God sits at his easel, brush in hand and thinks about the butterfly alighting on the oak. This man would rather paint the nightmare of hell, but he has been cast out and his memory has grown dim. He remembers being a small child amused by the worm peering from soil in a fresh rain and how when he split it, both halves would slither away in opposite directions. Now he rocks in the chair and watches night fall and shatter on the winter ground.
First Appeared in Medicinal Purposes: A Literary Review, Vol. 1, No. 6, Spring 1997.
This morning the sky is a painting by Magritte as it is most days, no title Ceci n’est pas un ciel.
The birds rise from the wetland as Escher would imagine them, the small wetland once a place that might be painted by Monet on a day when he cared nothing for water lillies, but now a jungle of Gauguin.
We wait for the return of the flocks as the sun makes its retreat and imagine again a blazing sky over Arles.
Linking things is a human need, tenuous forces barely holding across synapses easily broken or lost, never to be replaced.
Ithaca is forever joined with Galway City, and I still have not figured out how to get the two people together as together is obviously what they should be.
She sits at a small table in the Commons, staring, waiting perhaps for a writer or lover who may be both, to come down from Cornell and join her, while Oscar waits patiently on a marble bench, hat by his side, telling Eduard of the woman he expects to arrive, trying to determine how to tell her that her friendship means everything, but it can be nothing more than platonic.
In my world they meet, she listens, fights back tears and promises always to be there, friends frozen in time and bronze.
It was Salvador Dali who once said: “Have no fear of perfection, you’ll never reach it.” It might have easily have been my creative writing professor in College, although he would have added, “and in your case I doubt you’ll ever get close.”
Well over time I have certainly proved Dali right, although I’d like to think the esteemed professor missed the mark, but as Cage said, Nicolas not John, “Nobody wants to watch perfection.”
The good and the bad of acquiring a new work of art is that you have to listen carefully when it tells you just where in your home it has to be.

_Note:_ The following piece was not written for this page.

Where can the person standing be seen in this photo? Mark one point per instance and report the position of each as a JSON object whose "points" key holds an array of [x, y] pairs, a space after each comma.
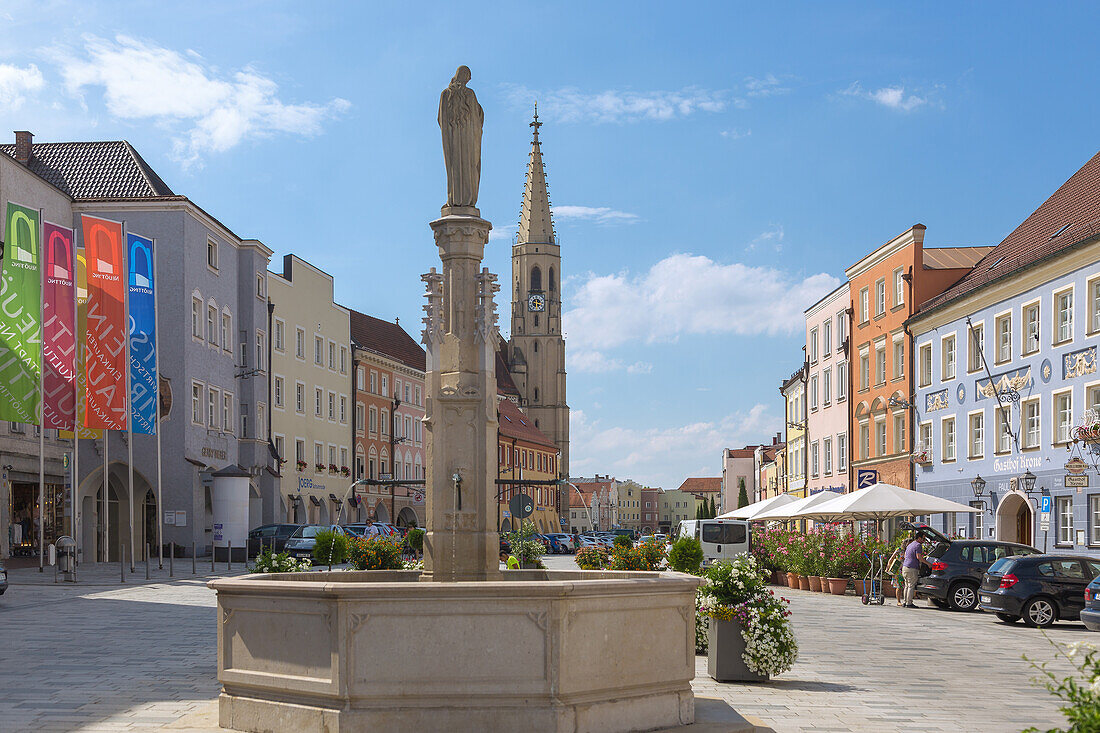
{"points": [[911, 568]]}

You may have other ideas, but it is best to set them aside, for ultimately the art knows far better than you. All you must do is listen carefully, and mindfully but devoid of preconceptions. And new works of art come with a knowledge of how those domino mazes are constructed, for once they find where they need and must be, the art that occupied that place is duty bound to tell you where it wants next to be, and so on. So gather up your tools, ladder, picture hooks and nails for this is going to be a much longer day than you envisioned.
“Trying to explain photography and its art may be more difficult than explaining particle physics.” That was his opinion, and one he deeply held and shared freely to all who would listen or could not escape him. “After all,” he said, “you can draw pictures to illustrate particle physics, and far too many have done so, but the art of photography involves a mental process and only psychiatrists believe they can draw pictures to probe that. And,” he concluded, “one thing is certain, there is no art in the least in any Rorschach Blots I have ever been shown, and I have been shown many.”